We’ve all been there. Your horse could have won the futurity, taken the dressage ring by storm or ruled the breeding barn; they could practically have a unicorn horn in the middle of their forehead and a coat made of solid gold glitter, but when they’re persistently clenching their teeth to stall doors, fencing or tie rails while gulping air, it taxes your patience. As horse owners, we find ourselves continually wondering what we can do to better manage the cribbers in our lives.
Cribbing is a behavior that is repetitive and compulsive. The behavior includes the horse grabbing onto something solid (fence rail, bucket or stall door) with his top incisors, arching the neck and contracting lower neck muscles to retract the larynx and suck in air. An audible gulping or grunt can usually be heard.

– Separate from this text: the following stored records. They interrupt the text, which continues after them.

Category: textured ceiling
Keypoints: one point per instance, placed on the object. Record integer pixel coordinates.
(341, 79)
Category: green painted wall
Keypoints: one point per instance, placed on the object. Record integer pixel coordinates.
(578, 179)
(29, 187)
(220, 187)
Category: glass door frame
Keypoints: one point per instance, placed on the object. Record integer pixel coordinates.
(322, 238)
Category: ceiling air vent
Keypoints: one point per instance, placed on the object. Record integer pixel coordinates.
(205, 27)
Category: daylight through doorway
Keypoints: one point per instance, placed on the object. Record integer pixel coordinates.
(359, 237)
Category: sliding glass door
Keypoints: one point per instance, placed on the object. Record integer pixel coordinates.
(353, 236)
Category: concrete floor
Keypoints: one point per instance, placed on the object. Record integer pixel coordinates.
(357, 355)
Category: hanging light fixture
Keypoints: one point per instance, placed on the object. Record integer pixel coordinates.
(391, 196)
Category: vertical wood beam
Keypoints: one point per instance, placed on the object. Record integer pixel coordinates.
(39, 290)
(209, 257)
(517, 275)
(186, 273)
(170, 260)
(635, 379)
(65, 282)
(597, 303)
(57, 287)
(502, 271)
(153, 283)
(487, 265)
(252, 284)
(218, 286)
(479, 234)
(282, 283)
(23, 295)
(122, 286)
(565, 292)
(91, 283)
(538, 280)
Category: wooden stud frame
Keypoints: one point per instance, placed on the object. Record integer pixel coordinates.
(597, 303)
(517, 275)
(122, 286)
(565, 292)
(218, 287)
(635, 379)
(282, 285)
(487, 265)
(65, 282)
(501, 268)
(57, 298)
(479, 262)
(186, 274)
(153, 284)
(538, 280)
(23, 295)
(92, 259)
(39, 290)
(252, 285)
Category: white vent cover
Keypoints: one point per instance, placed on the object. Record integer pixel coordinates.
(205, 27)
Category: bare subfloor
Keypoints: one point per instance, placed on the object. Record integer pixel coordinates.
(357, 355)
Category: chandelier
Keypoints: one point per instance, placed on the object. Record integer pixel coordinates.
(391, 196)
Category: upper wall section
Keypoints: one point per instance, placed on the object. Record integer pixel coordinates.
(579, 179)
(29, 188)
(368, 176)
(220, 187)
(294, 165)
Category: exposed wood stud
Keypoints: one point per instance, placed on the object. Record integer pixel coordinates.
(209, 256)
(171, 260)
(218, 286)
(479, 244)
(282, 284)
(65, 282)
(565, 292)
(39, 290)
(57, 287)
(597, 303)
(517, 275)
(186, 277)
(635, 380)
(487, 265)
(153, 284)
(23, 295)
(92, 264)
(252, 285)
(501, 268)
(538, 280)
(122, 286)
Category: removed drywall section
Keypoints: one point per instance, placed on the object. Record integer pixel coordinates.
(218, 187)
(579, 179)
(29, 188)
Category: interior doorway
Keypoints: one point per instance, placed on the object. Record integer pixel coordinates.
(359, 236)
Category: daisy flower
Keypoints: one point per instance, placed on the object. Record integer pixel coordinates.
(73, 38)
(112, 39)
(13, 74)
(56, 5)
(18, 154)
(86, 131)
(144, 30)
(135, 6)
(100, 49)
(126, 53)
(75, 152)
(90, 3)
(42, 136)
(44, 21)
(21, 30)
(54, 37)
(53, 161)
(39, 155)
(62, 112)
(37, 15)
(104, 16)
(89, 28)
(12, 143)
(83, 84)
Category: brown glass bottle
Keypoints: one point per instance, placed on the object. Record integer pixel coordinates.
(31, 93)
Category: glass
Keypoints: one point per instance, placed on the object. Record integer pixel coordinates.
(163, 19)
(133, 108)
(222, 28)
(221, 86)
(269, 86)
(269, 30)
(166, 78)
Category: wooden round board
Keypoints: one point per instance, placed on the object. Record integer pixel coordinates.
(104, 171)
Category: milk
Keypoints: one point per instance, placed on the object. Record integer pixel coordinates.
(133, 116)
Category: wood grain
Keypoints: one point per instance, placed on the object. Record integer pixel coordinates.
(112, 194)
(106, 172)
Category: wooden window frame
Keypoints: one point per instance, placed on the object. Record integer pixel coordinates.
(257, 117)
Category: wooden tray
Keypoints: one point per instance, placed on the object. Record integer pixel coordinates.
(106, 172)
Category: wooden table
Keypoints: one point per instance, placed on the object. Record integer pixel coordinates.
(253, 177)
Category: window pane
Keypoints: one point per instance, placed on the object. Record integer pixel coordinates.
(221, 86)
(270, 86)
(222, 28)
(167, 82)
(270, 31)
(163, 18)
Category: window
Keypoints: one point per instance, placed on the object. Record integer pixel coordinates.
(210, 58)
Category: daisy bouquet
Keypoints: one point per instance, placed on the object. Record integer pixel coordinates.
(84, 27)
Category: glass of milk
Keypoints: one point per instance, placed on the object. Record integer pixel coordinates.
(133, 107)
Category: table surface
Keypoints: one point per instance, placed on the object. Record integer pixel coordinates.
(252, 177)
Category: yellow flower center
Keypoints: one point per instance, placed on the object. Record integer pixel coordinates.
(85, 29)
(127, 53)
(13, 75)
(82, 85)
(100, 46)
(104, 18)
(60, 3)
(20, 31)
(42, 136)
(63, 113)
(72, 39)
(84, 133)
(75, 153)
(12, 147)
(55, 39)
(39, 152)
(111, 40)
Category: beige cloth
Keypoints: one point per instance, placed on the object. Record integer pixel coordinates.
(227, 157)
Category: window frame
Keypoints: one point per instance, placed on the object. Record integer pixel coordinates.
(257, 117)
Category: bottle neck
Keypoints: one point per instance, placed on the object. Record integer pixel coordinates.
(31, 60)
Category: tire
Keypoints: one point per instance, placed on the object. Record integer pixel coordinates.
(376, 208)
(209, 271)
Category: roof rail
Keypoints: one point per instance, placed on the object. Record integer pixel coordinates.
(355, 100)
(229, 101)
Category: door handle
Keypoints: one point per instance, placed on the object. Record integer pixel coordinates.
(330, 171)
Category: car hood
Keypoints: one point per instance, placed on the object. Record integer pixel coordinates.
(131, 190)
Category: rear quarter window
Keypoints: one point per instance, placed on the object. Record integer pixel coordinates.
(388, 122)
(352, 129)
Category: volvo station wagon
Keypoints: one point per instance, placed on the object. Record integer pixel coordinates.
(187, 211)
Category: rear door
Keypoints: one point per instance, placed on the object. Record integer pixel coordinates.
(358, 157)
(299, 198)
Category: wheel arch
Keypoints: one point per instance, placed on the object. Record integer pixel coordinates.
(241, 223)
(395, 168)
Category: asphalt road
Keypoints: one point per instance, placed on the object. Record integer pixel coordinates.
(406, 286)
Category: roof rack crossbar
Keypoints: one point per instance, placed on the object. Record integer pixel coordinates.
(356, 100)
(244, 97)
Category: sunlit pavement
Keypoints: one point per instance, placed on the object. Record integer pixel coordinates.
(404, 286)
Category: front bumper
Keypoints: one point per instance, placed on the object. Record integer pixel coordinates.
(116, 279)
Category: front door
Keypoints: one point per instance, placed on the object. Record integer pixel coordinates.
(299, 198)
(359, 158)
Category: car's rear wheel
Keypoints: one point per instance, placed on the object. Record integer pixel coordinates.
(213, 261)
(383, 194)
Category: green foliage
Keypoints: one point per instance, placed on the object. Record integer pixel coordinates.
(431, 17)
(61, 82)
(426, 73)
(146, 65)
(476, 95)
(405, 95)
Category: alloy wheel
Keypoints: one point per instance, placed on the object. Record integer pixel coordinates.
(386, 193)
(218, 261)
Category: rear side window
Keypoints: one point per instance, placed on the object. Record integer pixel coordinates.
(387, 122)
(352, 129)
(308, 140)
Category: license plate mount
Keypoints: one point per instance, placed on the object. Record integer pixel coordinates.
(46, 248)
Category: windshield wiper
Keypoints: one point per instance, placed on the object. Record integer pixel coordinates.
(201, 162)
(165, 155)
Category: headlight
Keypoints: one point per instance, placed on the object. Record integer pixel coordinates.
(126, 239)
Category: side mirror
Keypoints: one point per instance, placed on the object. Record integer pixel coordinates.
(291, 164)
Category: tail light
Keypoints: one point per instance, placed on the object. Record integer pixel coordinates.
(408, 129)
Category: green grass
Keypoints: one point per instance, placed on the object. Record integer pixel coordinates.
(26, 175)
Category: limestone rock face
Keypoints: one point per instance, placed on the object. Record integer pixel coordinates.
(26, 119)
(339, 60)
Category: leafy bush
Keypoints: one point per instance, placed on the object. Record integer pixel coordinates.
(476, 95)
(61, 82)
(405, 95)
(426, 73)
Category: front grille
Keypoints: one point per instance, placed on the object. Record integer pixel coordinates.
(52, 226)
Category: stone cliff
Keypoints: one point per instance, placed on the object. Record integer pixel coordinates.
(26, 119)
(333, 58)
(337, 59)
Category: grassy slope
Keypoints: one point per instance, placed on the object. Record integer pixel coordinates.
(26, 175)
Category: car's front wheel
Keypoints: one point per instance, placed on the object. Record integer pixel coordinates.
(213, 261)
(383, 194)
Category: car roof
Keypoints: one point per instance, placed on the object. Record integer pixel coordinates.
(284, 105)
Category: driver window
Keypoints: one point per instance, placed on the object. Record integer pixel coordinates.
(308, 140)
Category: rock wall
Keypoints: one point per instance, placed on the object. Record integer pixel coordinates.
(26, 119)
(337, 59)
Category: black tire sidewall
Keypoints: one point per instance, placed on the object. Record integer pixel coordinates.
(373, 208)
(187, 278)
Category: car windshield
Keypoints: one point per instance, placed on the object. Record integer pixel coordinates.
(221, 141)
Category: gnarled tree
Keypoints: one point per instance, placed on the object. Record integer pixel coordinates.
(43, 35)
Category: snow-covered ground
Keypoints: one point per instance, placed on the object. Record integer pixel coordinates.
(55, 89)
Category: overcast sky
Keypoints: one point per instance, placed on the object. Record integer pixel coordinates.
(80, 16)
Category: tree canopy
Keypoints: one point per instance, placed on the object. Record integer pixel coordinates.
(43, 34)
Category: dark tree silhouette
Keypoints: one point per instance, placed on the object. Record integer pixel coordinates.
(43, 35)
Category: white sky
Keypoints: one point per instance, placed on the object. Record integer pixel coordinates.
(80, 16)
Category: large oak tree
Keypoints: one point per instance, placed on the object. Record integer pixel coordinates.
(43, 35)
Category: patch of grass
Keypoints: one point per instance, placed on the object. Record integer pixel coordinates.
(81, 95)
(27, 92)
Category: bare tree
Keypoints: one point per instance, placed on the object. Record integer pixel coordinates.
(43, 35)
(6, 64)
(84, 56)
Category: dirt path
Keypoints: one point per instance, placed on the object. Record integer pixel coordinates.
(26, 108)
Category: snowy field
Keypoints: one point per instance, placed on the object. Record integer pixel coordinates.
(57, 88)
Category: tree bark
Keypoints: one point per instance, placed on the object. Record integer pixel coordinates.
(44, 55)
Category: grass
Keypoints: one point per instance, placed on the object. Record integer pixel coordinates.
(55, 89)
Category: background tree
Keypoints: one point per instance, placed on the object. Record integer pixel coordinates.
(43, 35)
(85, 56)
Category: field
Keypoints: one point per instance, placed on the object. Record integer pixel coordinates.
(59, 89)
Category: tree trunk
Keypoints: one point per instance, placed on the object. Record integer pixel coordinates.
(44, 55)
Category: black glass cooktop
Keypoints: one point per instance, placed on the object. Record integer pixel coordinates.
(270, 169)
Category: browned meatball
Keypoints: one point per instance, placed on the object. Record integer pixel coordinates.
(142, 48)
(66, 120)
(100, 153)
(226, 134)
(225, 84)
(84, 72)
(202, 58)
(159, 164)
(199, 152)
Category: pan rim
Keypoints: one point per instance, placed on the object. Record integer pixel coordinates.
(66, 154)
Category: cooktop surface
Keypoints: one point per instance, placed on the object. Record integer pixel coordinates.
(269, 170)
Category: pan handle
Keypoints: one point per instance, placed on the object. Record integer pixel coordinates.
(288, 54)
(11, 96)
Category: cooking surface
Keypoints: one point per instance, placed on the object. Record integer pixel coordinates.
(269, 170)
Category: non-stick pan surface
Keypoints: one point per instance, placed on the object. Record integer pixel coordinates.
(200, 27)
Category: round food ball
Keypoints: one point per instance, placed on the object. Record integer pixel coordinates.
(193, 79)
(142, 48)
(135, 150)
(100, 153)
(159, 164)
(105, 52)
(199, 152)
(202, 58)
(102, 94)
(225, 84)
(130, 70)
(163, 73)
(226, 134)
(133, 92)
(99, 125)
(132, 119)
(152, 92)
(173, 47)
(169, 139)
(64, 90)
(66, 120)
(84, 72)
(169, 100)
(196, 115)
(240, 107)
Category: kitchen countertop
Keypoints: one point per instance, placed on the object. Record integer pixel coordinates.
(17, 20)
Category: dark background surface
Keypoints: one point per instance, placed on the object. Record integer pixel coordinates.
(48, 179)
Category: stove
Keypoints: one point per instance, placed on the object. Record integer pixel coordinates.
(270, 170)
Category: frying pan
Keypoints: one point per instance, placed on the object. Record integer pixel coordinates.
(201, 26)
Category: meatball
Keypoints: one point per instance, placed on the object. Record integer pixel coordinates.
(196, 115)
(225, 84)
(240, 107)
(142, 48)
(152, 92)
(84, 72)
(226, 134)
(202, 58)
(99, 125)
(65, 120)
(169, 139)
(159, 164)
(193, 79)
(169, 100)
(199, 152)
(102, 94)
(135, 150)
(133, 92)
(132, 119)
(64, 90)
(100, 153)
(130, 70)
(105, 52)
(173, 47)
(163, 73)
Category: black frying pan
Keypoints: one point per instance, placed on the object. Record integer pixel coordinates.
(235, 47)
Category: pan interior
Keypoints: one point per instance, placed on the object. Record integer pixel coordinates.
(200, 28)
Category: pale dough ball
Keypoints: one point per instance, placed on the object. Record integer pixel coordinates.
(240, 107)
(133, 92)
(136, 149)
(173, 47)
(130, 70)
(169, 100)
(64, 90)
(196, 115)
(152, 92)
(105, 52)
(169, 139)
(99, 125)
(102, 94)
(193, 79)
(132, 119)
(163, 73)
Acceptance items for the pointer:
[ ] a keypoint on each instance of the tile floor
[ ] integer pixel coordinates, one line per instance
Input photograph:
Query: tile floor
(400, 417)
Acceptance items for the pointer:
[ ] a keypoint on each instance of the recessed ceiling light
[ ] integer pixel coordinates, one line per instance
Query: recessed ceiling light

While cribbing is an annoyance without a doubt, the larger question is perhaps the why. Why is it that some horses crib and others are perfect ladies and gentlemen? The answer, as it turns out, isn’t quite as clear-cut as we’d hope. While gastric ulcers have long been considered a potential cause of cribbing, many find fault in that argument. It goes back to the old adage of “what came first, the chicken or the egg?” Is it really stress that’s the common denominator in cribbing cases, and if so, then wouldn’t more tightly wound horses also be more likely to have some grade of gastric ulcers? “Stress causes a lot of stereotypical behaviors and is of course a risk factor for ulcers,” points out Dr. Matt Durham, a longtime veterinarian and sport horse practitioner, now with Platinum Performance®. “Some have suggested that horses with ulcers crib because it increases vagal tone, which would theoretically help to alleviate ulcers. (Vagal or parasympathetic tone is associated with increased salivation and with a feeling of relaxation). To my knowledge, this benefit hasn’t been proven, and the parasympathetic influence on the stomach is complicated. The closest link is the increased ghrelin (a multifaceted gut hormone), which does increase stomach acid. However, with ulcers being so common we know that most horses with ulcers don’t crib, and that many horses who crib don’t have ulcers. I think the connection is indirect,” he says of the theory, although the link in foals is more concrete. Furthermore, a 2012 study by senior scientist Jens Malmkvist of Aarhus University in Denmark, together with colleagues Poulsen, Luthersson, Palme, Christensen and Sondergaard, summarized that “… we failed to demonstrate a significant association between glandular gastric ulceration and crib-biting/ weaving.” Further examining gastric ulcers as a potential cause of cribbing behavior, a 2015 paper published in The Professional Animal Scientist by Garcia, McCall, McElhenney, Taintor and Schumacher treated eight horses with an oral antacid for 21 days to examine the drug’s impact on cribbing behavior. While the drug was of course found to alter stomach pH, it did not improve cribbing.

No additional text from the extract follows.